I'm trying to solve a system of ordinary differential equations with Euler's method, but when I try to print velocity I get
RuntimeWarning: overflow encountered in double_scalars
and instead of printing numbers I get nan (not a number). I think the problem might be when defining the acceleration, but I don't know for sure, I would really appreciate if someone could help me.
from numpy import *
from math import pi,exp
d=0.0005*10**-6
a=[]
while d<1.0*10**-6 :
d=d*2
a.append(d)
D=array(a)
def a_particula (D,x, v, t):
cc=((1.00+((2.00*lam)/D))*(1.257+(0.400*exp((-1.10*D)/(2.00*lam)))))
return (g-((densaire*g)/densparticula)-((mu*18.0*v)/(cc*densparticula* (D**2.00))))
def euler (acel,D, x, v, tv, n=15):
nv, xv, vv = tv.size, zeros_like(tv), zeros_like(tv)
xv[0], vv[0] = x, v
for k in range(1, nv):
t, Dt = tv[k-1], (tv[k]-tv[k-1])/float(n)
for i in range(n):
a = acel(D,x, v, t)
t, v = t+Dt, v+a*Dt
x = x+v*Dt
xv[k], vv[k] = x, v
return (xv, vv)
g=(9.80)
densaire= 1.225
lam=0.70*10**-6
densparticula=1000.00
mu=(1.785*10**-5)
tv = linspace(0, 5, 50)
x, v = 0, 0 #initial conditions
for j in range(len(D)):
xx, vv = euler(a_particula, D[j], x, v, tv)
print(D[j],xx,vv)
In future it would be helpful if you included the full warning message in your question - it will contain the line where the problem occurs:
tmp/untitled.py:15: RuntimeWarning: overflow encountered in double_scalars
return (g-((densaire*g)/densparticula)-((mu*18.0*v)/(cc*densparticula* (D**2.00))))
Overflow occurs when the magnitude of a variable exceeds the largest value that can be represented.
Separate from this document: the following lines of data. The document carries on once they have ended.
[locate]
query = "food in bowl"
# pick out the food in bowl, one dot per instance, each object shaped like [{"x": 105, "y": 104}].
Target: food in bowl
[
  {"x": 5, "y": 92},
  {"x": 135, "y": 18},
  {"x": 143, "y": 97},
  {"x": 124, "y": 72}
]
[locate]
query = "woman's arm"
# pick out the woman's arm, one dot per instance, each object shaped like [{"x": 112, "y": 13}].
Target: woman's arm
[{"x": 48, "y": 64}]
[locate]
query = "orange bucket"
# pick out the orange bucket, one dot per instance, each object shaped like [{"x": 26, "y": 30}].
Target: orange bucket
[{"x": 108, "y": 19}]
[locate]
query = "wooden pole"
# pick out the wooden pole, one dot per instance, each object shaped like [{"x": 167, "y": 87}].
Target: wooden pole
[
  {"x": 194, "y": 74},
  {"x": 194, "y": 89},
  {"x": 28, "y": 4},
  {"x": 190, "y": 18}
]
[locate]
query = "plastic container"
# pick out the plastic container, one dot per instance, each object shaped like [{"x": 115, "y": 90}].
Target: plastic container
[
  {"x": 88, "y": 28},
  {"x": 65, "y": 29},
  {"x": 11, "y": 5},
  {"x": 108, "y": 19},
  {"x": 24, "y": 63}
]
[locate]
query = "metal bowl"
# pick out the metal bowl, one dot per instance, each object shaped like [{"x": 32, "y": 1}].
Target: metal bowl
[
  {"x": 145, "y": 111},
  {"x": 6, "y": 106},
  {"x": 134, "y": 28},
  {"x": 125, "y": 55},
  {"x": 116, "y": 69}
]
In this case, double_scalars refers to a 64 bit float, which has a maximum value of:
print(np.finfo(float).max)
# 1.79769313486e+308
So there is a scalar value in the expression:
(g-((densaire*g)/densparticula)-((mu*18.0*v)/(cc*densparticula* (D**2.00))))
that is exceeding ~1.79e308. To find out which one, you can use np.errstate to raise a FloatingPointError when this occurs, then catch it and start the Python debugger:
...
with errstate(over='raise'):
try:
ret = (g-((densaire*g)/densparticula)-((mu*18.0*v)/(cc*densparticula* (D**2.00))))
except FloatingPointError:
import pdb
pdb.set_trace()
return ret
...
From within the debugger you can then check the values of the various parts of this expression. The overflow seems to occur in:
(mu*18.0*v)/(cc*densparticula* (D**2.00))
The first time the warning occurs, (cc*densparticula* (D**2.00) evaluates as 2.3210168586496022e-12, whereas (mu*18.0*v) evaluates as -9.9984582297025182e+299.
Basically you are dividing a very large number by a very small number, and the magnitude of the result is exceeding the maximum value that can be represented. This might be a problem with your math, or it might be that your inputs to the function are not reasonably scaled.
Your system reduces to
dv/dt = a = K - L*v
with K about 10 and L ranging between, at first glance 1e+5 to 1e+10. The actual coefficients used confirm that:
D=1.0000e-09 K= 9.787995 L=1.3843070e+08
D=3.2000e-08 K= 9.787995 L=4.2570244e+06
D=1.0240e-06 K= 9.787995 L=9.0146813e+04
The Euler step for the velocity is
v[j+1]=v[j]+(K-L*v[j])*dt =(1-L*dt)*v[j] + K*dt
For anything resembling the intended friction effect, i.e., the velocity falling to K/L one needs that abs(1-L*dt)<1, and if possible 0<1-L*dt<1, that is, dt < 1/L. Which means here that dt < 1e-10.
To be able to use larger time steps you need to use methods for stiff differential equations, which means implicit methods. The most simple ones are the implicit Euler method, the midpoint method and the trapezoidal method.
Because of the linearity, the midpoint and trapezoidal method amount to the same formula
v[j+1] = v[j] + dt * ( K - L*(v[j]+v[j+1])/2 )
or
v[j+1] = ( (1-L*dt/2)*v[j] + K*dt ) / (1+L*dt/2)
Of course, the most simple method is to just exactly integrate the ODE
(-L*v')/(K-L*v)=-L => K-L*v(t)=C*exp(-L*t), C=K-L*v(0)
v(t)=K/L + exp(-L*t)*(v(0)-K/L)
which integrates to
x(t)=x(0)+K/L*t+(1-exp(-L*t))/L*(v(0)-K/L).
Alternatively it is possible that you made an error in transcribing the physical laws into formulas so that the magnitudes of the constants are all wrong.